8月初頭、arXiv に少し変わった論文が上がった。著者はハーバードの数学者 Max Weinreich、タイトルは “The Crisis of AI-Generated Mathematics”(AI生成数学の危機)。内容はずばり「数学者たちよ、AI を使うな」という主張だ。
きっかけは何か
背景には Danus と呼ばれるシステムがある。複数の AI エージェントをファクトグラフ型の記憶構造で協調させ、定理証明を並列的に進める仕組みだ。補題の探索結果を積み上げて整合した議論を構築する──というループで動く。
今年に入ってこのシステムを使い、自律的に定理を証明して論文まで生成した事例が報告された。著者 Ronnie Cheng らは人間の実質的な介入をほぼゼロにして、数本の数学論文を出した。
Weinreich の主張
論文の立場を要約すると「数学者は AI など必要としない。知的権威をもって人工数学の発展に反対し、“自然数学”の未来を守れ」というものだ。単に懸念を示すのではなく、全面的な反対を呼びかけている点でかなり強い立場だといっていい。
証明は検証か、理解か
これを読んでしばらく考えた。「証明という行為の目的は何か」という問いに帰着するんじゃないかと思う。
一方では、証明とは「命題が真であることの確認プロセス」だ。AI が正しい証明を出すなら機能している、という見方になる。コンピュータ支援証明(Lean や Coq)は長年この立場でやってきたし、1976 年の四色問題の証明だってコンピュータを使っている。それを「証明じゃない」と言う人は今ではほとんどいない。

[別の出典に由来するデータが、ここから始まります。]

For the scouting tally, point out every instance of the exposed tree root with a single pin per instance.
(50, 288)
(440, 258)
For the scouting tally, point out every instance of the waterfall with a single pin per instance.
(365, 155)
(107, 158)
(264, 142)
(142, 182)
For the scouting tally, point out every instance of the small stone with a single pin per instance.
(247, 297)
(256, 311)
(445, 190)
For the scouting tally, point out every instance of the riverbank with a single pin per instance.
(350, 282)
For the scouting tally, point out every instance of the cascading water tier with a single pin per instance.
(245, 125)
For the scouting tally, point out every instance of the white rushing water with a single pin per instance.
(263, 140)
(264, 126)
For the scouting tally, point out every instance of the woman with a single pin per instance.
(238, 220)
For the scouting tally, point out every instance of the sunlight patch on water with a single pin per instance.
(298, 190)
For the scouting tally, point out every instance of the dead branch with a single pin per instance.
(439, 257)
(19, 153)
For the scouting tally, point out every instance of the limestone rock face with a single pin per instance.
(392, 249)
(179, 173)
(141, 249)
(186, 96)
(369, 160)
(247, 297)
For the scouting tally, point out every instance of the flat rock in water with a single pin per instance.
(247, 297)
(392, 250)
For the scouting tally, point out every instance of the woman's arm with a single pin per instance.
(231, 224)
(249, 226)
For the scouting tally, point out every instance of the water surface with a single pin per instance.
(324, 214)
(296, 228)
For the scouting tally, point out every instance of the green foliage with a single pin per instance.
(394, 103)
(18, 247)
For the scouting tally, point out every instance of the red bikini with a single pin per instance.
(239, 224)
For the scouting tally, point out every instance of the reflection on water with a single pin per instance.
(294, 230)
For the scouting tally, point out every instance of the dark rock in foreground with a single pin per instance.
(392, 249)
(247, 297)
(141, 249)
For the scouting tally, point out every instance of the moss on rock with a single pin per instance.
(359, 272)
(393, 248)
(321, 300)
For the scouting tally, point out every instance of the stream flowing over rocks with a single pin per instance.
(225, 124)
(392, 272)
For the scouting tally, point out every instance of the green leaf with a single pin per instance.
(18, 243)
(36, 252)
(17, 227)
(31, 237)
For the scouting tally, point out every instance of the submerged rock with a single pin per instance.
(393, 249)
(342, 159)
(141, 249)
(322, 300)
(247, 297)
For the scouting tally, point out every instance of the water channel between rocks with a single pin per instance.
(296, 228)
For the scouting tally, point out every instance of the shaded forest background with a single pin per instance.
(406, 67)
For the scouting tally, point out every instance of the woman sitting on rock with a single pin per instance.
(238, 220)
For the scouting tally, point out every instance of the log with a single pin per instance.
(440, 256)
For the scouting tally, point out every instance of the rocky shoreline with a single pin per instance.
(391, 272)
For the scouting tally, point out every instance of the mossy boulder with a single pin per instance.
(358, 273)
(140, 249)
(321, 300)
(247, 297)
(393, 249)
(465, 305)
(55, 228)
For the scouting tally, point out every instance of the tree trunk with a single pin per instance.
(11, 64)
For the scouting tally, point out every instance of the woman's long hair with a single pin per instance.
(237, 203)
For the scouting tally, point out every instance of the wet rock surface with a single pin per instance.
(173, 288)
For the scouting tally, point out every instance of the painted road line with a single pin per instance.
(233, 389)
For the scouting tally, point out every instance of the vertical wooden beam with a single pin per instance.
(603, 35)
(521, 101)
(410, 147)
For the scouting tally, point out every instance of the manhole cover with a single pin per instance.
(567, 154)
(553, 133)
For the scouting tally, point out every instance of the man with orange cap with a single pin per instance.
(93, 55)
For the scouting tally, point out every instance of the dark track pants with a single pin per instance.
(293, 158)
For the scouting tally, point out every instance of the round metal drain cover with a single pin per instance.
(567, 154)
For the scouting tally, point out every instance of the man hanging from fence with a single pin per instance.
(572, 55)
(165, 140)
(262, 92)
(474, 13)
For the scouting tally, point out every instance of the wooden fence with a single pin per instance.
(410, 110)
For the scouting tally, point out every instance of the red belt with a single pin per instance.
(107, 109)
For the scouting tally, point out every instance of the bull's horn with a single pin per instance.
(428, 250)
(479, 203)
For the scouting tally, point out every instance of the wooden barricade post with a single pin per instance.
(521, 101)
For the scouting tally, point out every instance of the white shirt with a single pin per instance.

もう一方では、証明とは「なぜ真なのかを人間が理解するプロセス」だ。命題の背景にある構造をつかみ、直感を手に入れることに価値がある、という立場だ。Danus が出力した形式的に正しい証明を読んで、その「なぜ」が一切わからないなら、何かが失われているかもしれない。
Weinreich の「危機」はたぶん後者から来ているんだと思う。証明の正しさより、人間の数学的理解の連鎖が途絶えることへの恐れだ。
どう見るか
Danus のような仕組みを眺めると、「広大な補題の空間を並列探索して積み上げる」という計算機が得意な構造に強いのはよくわかる。一方、「どの問題が面白いか」「どんな概念を導入すべきか」という判断はまだ人間に依存している、と論文自体に書かれていた。ここが本質的にどこまで保つかは、あと数年でもっとはっきりしてくるだろうな。
Weinreich の答えは「使うな」だ。ただ私はもう少し観察を続けたい。どちらが正しいかより、この先の数学がどういう形になるのかが、単純に気になるんだよ。
— ランキン
出典
一次情報(著者・機関の報告値で、査読前のプレプリント):
- Max Weinreich, “The Crisis of AI-Generated Mathematics,” arXiv:2608.02859 (2026-08-03 公開、2026-08-05 更新). 著者の独立した意見であり、査読を経ていない。
- Danus: “Orchestrating Mathematical Reasoning Agents with Fact-Graph Memory,” arXiv:2607.06447.
- Ronnie Cheng, Shurui Liu, Guoxiong Gao, “Towards Autonomous Mathematics Research,” arXiv:2602.10177.